The migrant workers ministry plans to send around 400,000 migrant workers for overseas placements this year as it works to develop a training ecosystem to secure skilled jobs and ramp up protection in destination countries, including against human trafficking.
he government is working to send hundreds of thousands of its citizens overseas to fulfill demand for 1.7 million migrant workers this year, while avoiding certain countries with recorded cases of trafficking in Indonesian workers.

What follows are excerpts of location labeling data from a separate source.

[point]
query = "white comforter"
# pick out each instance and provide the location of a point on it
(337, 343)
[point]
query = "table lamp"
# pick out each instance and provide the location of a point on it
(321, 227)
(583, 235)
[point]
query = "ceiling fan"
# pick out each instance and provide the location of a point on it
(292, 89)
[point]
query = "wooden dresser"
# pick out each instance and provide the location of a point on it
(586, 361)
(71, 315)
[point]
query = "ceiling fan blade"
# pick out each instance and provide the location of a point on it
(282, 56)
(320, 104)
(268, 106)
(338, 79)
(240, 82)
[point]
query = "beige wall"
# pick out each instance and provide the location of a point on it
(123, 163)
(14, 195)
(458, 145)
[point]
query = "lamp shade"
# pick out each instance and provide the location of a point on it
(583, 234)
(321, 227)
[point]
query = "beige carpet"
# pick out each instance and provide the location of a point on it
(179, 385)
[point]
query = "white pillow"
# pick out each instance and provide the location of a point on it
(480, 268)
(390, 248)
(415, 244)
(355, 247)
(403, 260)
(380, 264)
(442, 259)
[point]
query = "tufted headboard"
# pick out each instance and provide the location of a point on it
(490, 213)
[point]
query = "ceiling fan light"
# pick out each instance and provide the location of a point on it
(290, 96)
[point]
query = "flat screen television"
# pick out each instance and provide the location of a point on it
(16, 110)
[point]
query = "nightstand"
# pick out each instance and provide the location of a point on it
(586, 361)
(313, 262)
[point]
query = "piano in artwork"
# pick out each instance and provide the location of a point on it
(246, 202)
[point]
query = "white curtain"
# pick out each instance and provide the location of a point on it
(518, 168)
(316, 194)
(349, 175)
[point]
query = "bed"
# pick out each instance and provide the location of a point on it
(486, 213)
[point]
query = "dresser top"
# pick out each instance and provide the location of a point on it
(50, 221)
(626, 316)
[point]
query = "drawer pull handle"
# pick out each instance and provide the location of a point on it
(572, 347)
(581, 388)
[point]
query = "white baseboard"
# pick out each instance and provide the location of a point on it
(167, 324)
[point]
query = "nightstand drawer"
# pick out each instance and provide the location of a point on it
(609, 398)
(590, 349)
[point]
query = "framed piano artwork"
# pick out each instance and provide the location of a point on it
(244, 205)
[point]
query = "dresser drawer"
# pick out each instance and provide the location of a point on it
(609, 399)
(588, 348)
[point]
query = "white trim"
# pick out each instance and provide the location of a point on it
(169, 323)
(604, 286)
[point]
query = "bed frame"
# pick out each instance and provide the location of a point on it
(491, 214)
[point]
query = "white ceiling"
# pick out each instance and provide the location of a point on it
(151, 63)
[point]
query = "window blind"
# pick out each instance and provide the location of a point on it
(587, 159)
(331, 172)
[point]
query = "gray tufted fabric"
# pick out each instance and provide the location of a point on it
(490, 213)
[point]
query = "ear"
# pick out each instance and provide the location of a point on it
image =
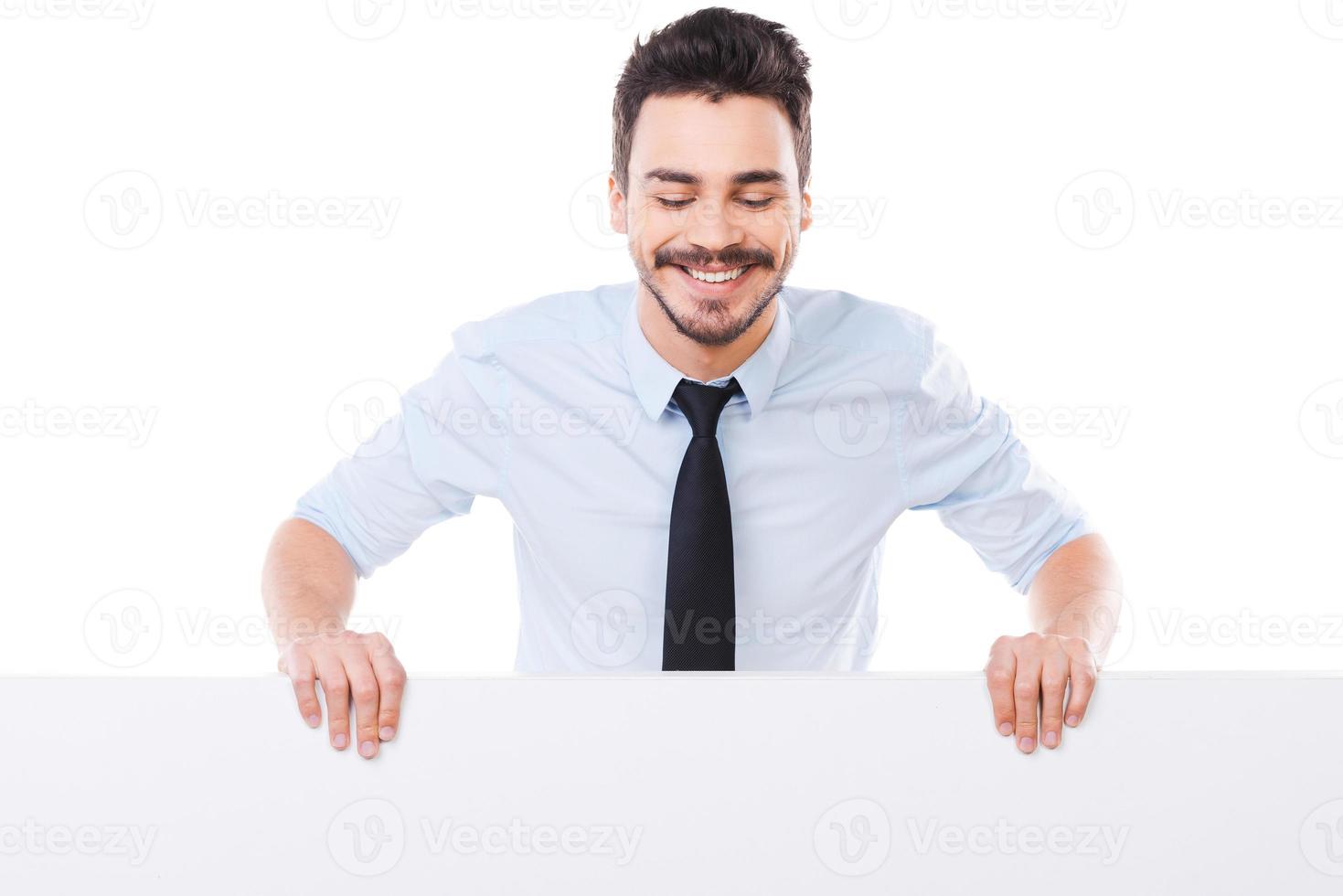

Migrant Workers Protection Minister Abdul Kadir Karding, who hails from the National Awakening Party (PKB), said his ministry planned to dispatch by the end of this year 25 percent of the total demand, or around 400,000 workers.
This figure is a third more than the 300,000 Indonesian workers sent to various countries last year, according to data from the ministry.
Among the ministry’s focus this year is to provide more training and other support for people, so they can depart to their host countries as skilled workers rather than low-skilled labor.
Read also: Lawmakers consider amnesty for unregistered migrant workers
The ministry’s data show that the majority of Indonesian migrant workers are employed in low-skilled jobs that have little to no legal protection, such as domestic workers, day laborers and plantation workers.
“We will create and prepare vocational training [programs], because one of the requirements for workers to be protected is to have proper skills,” Karding said on Monday, as quoted by tempo.co.